Member of Kerala Legislative Assembly
- In office 2001–2006
- Constituency: Chathannoor

Personal details
- Born: G.Prathapa Varma Thampan 20 September 1959 Adoor
- Died: 4 August 2022 (aged 62)
- Party: Indian National Congress
- Spouse: Deepa Thampan
- Children: 1 son, 1 daughter
- Education: Post Graduate, LL.B, Doctorate in Political Science
- Occupation: Politician, Advocate

= G. Prathapa Varma Thampan =

Indian politician and social worker

G.Prathapa Varma Thampan was an Indian politician and social worker who was a member of the 11th Kerala Legislative Assembly representing Chathannoor assembly constituency.

==Early life and family==
G. Prathapa Varma Thampan was born on 20 September 1959 in Adoor, Kerala, to P. Gopala Panicker and K. Bharathi. He was married to Deepa Thampan and had one son and one daughter.He began his political career as a student activist, becoming president of the Kerala Students Union (KSU) school unit before rising through the party ranks. He later served in leadership roles including Youth Congress State General Secretary, KSU General Secretary, State Treasurer, and as a member of the Kerala Pradesh Congress Committee executive. During his career spanning over four decades, he represented the Chathannoor constituency in the 11th Kerala Legislative Assembly (2001–2006) and also served as president of the Kollam District Congress Committee from 2012 to 2014.

==Political career==
Thampan was a member of the Indian National Congress and represented Chathannoor Assembly constituency in the 11th Kerala Legislative Assembly from 2001 to 2006.

He also served as President of the Kollam District Congress Committee until he was succeeded by V. Sathyaseelan.

Thampan began his political journey in the Kerala Students Union (KSU), serving in roles including State Executive Member (1979–80), State Convenor of Kalavedhi (1983–84), and State General Secretary (1985–86). He later joined the Youth Congress, holding positions such as Executive Member (1986–88) and State General Secretary (1988–2000).
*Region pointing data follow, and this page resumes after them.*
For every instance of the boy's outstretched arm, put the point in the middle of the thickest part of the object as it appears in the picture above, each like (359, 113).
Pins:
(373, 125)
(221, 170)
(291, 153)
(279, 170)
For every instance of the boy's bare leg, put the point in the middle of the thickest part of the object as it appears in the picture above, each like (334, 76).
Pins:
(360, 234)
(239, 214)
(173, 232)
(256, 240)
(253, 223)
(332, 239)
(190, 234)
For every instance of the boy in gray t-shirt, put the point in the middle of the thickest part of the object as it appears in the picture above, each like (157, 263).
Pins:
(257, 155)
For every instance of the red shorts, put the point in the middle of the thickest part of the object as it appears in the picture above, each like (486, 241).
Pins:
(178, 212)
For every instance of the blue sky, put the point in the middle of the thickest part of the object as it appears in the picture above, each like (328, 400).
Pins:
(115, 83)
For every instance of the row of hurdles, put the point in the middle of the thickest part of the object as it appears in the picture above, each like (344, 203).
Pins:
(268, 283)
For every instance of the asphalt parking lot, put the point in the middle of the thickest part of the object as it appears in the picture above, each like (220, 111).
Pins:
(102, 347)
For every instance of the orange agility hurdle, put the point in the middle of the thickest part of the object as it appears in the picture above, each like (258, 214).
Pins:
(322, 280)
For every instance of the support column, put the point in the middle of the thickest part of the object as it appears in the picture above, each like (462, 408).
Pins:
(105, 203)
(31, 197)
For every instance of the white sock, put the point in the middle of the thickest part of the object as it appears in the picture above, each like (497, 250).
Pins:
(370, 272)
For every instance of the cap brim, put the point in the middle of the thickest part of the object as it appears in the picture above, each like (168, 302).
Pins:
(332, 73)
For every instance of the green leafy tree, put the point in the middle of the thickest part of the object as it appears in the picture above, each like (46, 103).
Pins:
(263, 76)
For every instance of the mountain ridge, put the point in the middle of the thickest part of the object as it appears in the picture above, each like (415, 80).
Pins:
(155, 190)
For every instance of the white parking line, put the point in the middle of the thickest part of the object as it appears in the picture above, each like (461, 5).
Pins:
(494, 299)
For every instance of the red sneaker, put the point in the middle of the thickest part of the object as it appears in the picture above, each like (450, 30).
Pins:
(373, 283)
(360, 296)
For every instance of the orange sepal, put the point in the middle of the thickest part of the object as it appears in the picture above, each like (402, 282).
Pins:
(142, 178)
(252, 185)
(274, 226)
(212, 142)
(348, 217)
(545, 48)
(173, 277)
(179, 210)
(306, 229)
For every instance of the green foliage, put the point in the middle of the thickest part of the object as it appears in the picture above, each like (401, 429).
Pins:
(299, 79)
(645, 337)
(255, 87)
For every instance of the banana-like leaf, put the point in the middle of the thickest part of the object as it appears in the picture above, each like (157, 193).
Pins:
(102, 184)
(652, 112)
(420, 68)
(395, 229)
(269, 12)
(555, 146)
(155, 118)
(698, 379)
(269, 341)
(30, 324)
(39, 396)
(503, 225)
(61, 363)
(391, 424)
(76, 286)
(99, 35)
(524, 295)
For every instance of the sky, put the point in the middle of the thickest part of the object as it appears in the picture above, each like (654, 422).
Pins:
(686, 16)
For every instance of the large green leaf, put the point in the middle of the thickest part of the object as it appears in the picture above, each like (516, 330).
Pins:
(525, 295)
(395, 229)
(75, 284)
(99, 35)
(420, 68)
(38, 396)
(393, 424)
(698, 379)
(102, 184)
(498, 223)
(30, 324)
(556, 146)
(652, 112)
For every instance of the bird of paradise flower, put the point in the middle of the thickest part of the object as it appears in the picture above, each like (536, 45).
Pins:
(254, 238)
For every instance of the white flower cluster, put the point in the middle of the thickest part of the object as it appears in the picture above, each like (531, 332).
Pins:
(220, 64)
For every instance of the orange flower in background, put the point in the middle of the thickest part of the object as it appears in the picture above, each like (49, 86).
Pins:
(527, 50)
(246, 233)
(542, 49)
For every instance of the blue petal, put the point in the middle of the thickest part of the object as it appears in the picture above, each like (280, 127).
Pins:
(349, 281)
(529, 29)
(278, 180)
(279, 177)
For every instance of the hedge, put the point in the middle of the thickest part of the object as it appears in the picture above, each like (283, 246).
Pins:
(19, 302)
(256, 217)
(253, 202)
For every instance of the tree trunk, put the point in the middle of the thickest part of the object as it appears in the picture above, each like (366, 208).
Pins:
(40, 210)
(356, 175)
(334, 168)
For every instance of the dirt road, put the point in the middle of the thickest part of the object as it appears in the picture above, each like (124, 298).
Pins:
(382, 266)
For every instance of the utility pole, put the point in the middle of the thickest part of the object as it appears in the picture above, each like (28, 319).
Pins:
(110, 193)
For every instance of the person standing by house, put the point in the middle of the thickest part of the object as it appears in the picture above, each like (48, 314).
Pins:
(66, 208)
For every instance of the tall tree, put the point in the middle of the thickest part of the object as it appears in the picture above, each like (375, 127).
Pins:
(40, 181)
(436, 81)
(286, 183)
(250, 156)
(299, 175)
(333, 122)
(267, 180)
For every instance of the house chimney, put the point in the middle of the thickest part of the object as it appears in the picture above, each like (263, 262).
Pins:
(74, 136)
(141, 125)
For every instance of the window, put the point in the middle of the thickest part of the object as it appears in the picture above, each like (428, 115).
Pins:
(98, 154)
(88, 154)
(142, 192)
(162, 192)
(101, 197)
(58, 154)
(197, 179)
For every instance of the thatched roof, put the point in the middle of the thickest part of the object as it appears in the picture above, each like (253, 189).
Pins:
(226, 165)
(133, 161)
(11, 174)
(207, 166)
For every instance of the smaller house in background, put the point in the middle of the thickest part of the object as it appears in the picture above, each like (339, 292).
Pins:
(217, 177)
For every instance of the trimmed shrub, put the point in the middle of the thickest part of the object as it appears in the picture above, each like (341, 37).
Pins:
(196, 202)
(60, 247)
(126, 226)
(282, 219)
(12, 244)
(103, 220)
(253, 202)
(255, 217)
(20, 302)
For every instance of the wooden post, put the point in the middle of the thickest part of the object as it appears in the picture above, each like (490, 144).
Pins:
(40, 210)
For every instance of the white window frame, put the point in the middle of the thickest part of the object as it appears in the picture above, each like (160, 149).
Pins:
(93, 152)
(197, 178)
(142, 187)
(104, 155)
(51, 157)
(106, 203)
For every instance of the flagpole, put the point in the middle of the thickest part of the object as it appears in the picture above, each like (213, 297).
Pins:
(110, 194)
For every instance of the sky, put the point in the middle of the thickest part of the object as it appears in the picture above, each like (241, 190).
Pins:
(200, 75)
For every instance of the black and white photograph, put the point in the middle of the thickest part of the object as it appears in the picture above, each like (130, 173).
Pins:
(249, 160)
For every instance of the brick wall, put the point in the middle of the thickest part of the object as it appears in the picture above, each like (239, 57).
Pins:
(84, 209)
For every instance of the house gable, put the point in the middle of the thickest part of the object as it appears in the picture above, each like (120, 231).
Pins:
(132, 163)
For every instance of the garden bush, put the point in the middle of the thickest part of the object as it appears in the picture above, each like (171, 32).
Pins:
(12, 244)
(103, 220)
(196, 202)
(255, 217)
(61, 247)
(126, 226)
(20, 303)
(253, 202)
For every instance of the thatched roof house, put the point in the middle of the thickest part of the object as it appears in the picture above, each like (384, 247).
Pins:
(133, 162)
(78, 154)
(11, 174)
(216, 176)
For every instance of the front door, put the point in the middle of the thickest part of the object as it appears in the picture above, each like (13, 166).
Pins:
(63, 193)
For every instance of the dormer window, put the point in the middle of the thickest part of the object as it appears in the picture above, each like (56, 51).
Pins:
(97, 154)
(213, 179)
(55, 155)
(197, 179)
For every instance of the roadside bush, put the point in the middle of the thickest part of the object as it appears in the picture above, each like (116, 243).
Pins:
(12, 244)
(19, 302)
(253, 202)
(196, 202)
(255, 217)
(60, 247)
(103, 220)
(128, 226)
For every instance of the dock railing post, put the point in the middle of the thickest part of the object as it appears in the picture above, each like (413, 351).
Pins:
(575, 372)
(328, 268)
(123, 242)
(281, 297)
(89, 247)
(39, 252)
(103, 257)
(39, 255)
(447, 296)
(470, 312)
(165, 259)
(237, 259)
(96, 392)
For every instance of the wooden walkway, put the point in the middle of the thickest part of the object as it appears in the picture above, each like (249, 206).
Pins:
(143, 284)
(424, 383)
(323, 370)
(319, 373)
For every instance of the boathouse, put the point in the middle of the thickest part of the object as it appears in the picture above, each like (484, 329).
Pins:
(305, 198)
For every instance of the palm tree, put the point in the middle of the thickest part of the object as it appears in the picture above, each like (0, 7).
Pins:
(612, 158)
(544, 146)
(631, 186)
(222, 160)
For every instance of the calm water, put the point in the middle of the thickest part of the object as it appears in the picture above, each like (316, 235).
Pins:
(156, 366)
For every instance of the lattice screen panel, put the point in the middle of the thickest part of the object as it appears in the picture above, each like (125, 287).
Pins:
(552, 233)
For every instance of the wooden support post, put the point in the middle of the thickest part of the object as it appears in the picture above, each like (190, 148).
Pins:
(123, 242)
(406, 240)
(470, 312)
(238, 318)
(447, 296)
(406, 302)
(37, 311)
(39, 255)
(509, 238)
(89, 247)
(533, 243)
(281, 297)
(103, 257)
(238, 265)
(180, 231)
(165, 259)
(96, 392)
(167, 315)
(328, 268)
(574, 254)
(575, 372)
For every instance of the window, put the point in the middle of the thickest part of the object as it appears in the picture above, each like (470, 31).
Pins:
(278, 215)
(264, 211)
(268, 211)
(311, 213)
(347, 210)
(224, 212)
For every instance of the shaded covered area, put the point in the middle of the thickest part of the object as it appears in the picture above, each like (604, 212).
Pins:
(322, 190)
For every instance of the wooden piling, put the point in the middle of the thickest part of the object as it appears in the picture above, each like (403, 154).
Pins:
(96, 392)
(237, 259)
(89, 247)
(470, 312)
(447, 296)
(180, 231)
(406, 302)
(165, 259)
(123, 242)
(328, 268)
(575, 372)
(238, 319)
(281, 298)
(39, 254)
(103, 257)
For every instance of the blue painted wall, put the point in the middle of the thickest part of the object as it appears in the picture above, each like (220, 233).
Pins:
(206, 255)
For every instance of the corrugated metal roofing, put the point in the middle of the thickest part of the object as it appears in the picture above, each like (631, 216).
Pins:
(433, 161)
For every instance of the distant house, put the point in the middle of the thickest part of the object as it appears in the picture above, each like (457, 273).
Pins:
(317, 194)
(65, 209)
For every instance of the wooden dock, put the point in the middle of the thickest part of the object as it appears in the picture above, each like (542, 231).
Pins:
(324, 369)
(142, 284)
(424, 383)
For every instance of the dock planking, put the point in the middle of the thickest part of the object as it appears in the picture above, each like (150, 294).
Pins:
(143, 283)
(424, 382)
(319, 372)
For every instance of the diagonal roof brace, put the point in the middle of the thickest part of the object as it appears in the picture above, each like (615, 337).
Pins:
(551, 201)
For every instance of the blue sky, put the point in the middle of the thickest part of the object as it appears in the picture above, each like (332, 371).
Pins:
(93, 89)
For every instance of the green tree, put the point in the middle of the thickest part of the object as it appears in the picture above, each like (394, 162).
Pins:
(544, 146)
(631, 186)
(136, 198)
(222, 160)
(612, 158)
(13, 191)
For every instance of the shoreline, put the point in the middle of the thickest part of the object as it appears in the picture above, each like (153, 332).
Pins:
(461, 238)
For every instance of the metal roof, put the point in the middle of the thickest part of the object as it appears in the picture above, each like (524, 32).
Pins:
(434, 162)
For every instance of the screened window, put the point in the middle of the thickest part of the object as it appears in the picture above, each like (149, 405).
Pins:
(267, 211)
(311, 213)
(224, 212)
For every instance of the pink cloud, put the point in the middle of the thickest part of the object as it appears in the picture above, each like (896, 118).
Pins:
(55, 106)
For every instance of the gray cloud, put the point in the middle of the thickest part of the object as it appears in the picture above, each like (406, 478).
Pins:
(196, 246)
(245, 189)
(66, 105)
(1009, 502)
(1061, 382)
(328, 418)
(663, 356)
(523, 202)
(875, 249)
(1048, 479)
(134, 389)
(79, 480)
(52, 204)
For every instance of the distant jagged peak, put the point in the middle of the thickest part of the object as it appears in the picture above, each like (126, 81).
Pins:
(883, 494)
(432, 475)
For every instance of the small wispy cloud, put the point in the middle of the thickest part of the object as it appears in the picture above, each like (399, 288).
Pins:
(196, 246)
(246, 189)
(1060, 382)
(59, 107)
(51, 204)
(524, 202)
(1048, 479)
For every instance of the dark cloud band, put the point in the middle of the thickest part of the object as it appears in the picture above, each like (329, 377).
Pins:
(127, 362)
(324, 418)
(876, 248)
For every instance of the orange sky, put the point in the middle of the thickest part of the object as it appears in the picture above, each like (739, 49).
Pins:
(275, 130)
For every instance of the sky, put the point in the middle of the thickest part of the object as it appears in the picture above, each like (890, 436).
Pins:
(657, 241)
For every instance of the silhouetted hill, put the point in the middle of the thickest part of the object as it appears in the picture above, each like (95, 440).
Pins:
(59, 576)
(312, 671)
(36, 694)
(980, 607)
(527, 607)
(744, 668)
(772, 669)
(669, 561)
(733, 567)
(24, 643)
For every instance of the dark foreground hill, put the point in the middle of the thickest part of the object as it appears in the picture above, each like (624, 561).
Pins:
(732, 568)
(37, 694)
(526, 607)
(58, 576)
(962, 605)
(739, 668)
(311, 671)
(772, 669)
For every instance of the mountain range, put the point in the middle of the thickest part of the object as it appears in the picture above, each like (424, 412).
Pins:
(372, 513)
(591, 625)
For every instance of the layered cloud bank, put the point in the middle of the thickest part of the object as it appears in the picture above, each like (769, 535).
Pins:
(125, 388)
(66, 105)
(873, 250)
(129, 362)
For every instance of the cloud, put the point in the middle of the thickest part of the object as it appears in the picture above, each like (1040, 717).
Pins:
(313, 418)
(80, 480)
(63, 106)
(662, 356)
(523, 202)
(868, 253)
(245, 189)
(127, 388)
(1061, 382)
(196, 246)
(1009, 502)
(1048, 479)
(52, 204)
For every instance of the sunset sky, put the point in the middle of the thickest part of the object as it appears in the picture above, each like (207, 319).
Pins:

He also served as Executive Member of the Kerala Pradesh Congress Committee (KPCC), President of the Kollam District Congress Committee (DCC), and was twice a member of the Kerala University Senate. Additionally, he held the position of President of the Peroor Service Co-operative Bank.
==Death==
Thampan passed away on 4 August 2022. His death was widely reported in Kerala media, including The New Indian Express, Keralakaumudi Daily, Onmanorama, and The Hindu.